Some of Bolin's work is so effective – the image of him in front of a yellow digger, for instance, with the outline of his body only just discernible – it's hard to believe there haven't been any digital tweaks made. None, promises the artist; the only computer manipulation takes place during the early planning stages, when he superimposes his image on to a potential background in order to "show my assistants the idea and tell them how to proceed". Unlike Hack, he does not do the painting himself, but directs painters who trained at the same realist school in Beijing as he did.

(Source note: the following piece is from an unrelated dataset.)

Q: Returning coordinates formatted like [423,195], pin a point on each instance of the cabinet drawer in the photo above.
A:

Bolin has bridled in the past at the suggestion that these helpers do the hard part for him. "How can it be [my] work? I was the one who chose which site we should use," he has said, "and which assistants would help me do the painting." Over email he adds: "I spend a lot of time considering how best to camouflage into a background. There's a great amount of preparation work done beforehand."
And, as well, there's the standing still. To complete a single project usually takes Bolin and his assistants about half a day. Wearing military khakis (for their starchy, paint-friendly fabric, and also their high collars that reduce the amount of skin he has to slather with paint) and "a lady's facial cleansing mask" (the best method he has discovered to ward off that skin-peeling problem) Bolin poses while his assistants paint him.
Along the way, they take digital camera snaps to show him, so that he can make suggestions for improvement. Other than that, he tries to ignore his increasingly aching feet.
"You need inner strength to be a model for this," as Hack puts it. Bolin is a touch more grandiose, recalling the little boy who died from being painted gold in medieval Italy. "That may be my fate. Like death in the snow for a mountain climber. Like seafarers who die at sea. I choose to work this way."